On Tue, Apr 08, 2003 at 11:57:09AM +0200, martin f krafft wrote:
> Folks,
> 
> We are building a robot, and have been advised to use QNX
> (www.qnx.com) for that. QNX is a real-time OS that claims POSIX
> compliance. All nice and well, but I want APT and my familiar Linux
> environment.

FWIW, I have never used QNX, but I have read quite a bit about how it is
implemented, and I would go as far as saying that QNX is the only OS worth
paying for.

It is a true micro-kernel, and is great for multi-processor stuff. You can
do things like run the TCP stack on a different processor from the processor
using it for communications.

Because it is posix compilant, all the Linux utilities you are familiar with
are usually just a "make install" away.

> I know that there are realtime patches for Linux floating around. So
> I am wondering if any of you have had experience with any of those
> patches. Are they reliable and usable, and do they allow my
> controllers to run in real-time while I can still maintain the box
> with my Debian knowledge?

I've not used them, but I have read a bit about them. They range from the
extreme "run linux as a process on top of a RT OS", to "Hmm, lets see
what we can do to reduce interrupt latency". The hardest part of using these
would be figuring out how. By the time you got past the "figure out how"
phase, you would probably be committed to the point of making the problem
fit the capabilities instead of the other way around.
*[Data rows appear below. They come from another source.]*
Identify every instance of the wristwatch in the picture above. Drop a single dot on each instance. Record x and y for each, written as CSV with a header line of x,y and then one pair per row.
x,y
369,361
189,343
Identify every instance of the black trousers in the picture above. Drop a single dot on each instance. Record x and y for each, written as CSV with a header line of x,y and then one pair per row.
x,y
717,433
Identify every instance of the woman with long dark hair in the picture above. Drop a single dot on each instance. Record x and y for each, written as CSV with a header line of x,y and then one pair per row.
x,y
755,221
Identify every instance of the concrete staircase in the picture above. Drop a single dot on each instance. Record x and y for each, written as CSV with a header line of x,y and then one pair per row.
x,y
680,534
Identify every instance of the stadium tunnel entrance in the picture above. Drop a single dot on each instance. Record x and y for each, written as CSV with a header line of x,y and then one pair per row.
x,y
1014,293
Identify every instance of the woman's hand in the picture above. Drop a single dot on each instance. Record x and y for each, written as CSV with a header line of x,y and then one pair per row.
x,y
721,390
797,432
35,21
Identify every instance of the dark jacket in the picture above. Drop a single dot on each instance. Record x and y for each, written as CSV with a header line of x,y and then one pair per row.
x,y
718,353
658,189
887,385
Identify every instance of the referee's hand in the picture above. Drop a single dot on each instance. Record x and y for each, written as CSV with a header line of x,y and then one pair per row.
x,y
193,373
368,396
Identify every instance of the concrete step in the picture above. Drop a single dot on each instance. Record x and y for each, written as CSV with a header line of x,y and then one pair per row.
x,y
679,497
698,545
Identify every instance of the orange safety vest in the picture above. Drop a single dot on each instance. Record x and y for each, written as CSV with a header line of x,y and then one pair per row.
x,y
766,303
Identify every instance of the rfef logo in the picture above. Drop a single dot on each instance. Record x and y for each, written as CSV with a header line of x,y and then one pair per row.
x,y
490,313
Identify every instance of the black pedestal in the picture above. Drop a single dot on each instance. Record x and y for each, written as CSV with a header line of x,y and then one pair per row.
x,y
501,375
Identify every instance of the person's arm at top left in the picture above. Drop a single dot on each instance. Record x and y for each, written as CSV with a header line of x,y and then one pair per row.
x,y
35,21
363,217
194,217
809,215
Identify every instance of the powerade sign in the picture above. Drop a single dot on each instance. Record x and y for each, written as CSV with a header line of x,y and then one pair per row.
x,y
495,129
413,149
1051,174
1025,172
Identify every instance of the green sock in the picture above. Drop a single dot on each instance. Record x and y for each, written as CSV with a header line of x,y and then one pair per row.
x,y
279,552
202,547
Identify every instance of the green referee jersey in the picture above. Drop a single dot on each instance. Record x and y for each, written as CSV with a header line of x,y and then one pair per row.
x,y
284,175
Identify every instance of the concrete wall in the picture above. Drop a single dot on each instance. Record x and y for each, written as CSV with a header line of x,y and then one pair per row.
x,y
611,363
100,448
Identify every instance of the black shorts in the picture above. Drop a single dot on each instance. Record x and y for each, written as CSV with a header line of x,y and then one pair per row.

> Lastly: does anyone have a good document covering realtime, what
> it's needs are, and what it does? I know that realtime means that
> processes don't get put in a queue but run immediately. How that
> works with a multi-tasking OS is a bit foggy to me. Moreover, what's
> the difference between a process on a realtime OS, and one with
> nice -20?

This is probably one of those "if you have to ask, you probably don't need
it" questions.

"real time" has become a bit of a buzz-word bandied around by marketing
types taking advantage of it's vaugeness.

I "grew up" in an environment where OS schedulers were an unknown you
couldn't trust (or just unknown), so you wrote your own. We would be running
digital filters on 1ms sample intervals, and you would pad any branches with
no-ops to ensure deterministic execution times. If you didn't sample at
exactly 1ms intervals, the variation _could_ trigger frequencies in the
filters that would throw things out wildly <insert old-geezer whistful
eye-glaze>.

(hard) real time is all about deterministic behaviour. It doesn't matter if
it takes 500us to service an interrupt, as long as it _always_ takes 500us
to service the interrupt. You can then take this into account in your
design. If you want a task to run every 2ms, you want it to be every 2ms +-
1us, not every 2ms +- 1ms.

With modern RT OS's, the bit about "don't queue, run immediately" is
probably wrong. They would probably still queue, they would just have better
prioritising (and pre-empting of lower priority tasks) so that you can
gaurentee certain responce times to tasks that need it. Even the best RT OS
can be overloaded if you try to run more than it can handle. Ironically, non
RT OS's are often more efficient with the CPU because they prioritise "more
work done" over "work at the right time". 

Thanks for the oppertunity to ramble... sorry I couldn't offer anything useful.